When people leave their homes today, they leave with 3 things: their house keys, their wallet and their smart phone. Which one will they go back for if they forget it? That mobile device is number one every time.
So, as learning professionals, we can’t ignore the fact that mobile devices have become pervasive.
The proportion of organizations that offer learning content via mobile devices is growing, but slowly, from 28% in 2012 to 31% in 2013. There is also a rising interest in the practice known as “Bring Your Own Device” to the workplace, or BYOD.
The ubiquity of feature phones, smart phones, tablets, and other mobile devices, along with their frequent upgrades, means that in many instances, individuals possess personal devices that are often newer and boast more capabilities than the devices their employers are able to provide.
In fact, according to a recent study* by the American Society for Training and Development, companies pursuing BYOD were likely to report greater learning effectiveness and better market performance.
At MetLife, Lori Goodian, Director of Learning and Development for Global Functions, and her technology team discussed the trend of companies moving toward BYOD as a cost-saving tactic and as a practical means of connecting with employees, especially when it comes to the delivery of training.

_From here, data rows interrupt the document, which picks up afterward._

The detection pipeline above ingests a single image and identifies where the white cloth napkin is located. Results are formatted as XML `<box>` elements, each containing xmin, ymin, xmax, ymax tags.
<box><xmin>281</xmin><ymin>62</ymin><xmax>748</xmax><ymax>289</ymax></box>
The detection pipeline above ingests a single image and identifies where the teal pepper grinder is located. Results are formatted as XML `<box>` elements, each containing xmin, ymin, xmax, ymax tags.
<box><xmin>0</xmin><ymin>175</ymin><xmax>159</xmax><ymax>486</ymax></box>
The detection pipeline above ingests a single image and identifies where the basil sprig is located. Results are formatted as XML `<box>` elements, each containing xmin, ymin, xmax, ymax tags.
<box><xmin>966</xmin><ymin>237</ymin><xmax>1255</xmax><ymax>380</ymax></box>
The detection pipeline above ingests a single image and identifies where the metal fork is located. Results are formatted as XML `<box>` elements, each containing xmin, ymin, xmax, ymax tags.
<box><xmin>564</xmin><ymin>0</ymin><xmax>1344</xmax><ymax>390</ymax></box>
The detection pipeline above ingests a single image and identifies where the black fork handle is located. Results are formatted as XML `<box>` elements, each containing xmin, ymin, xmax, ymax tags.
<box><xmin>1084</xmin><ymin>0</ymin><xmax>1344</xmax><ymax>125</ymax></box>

She says, "MetLife will consider learning programs on a case-by-case basis, especially if the learning content may contain proprietary or sensitive information." Goodian is optimistic about BYOD's effects on learning.
"MetLife adoption of a BYOD strategy would be a positive step toward enhancing our mobile learning capabilities," she says. "If we limit our learning programs to only company- issued devices, the population is quite small. But we know that most of our employees have personal smart phones, tablets, or other devices. Enabling access to anyone who has a device of their own will translate to considerably greater learning usage."
Mobile connectivity is a fundamental aspect of daily business at Sprint, where company discounts make it possible for most employees to purchase their own devices.
Kevin Barrett, Manager of Sprint University lnfrastructure, points to security as one of the biggest challenges for Sprint University’s mobile learning programs.
"It’s making sure that we have controls and processes in place so we can authenticate our employees' personal devices onto our corporate network and then push the right content to them,“ he says, adding that finding "the right combination of technology to accomplish mobile device management and mobile application management" is not confined to the learning organization. but is an enterprise-wide concern.
Sprint University and the company’s IT function are partnering to address those BYOD opportunities.
Sixty-five percent of the organizations already support BYOD or are in the planning stage of doing so. Although mobile learning still has a long way to grow, more than 85% of business and learning leaders are optimistic that mobile technologies are likely to improve their organizations' learning in coming years.
Reinforcement is a continuous process. The organizations that embrace BYOD will have maximum flexibility for training, which can lead to increased profit. Many employees see no difference between professional and personal interests and have no clear boundaries between office or personal hours when it comes to training.
Mindmarker differentiates 3 important stages for providing reinforcement:
- The Awareness stage
- The Skills / Knowledge stage
- The Behavior Change stage
Each stage is unique and requires its own approach. Since the Awareness stage has a lot do about reflection and inspiration, this stage can be reinforced best when people have time to reflect. The calmness to do so is often present when they are active on their own personal device, making BYOD a very effective strategy for maximum impact within an organization.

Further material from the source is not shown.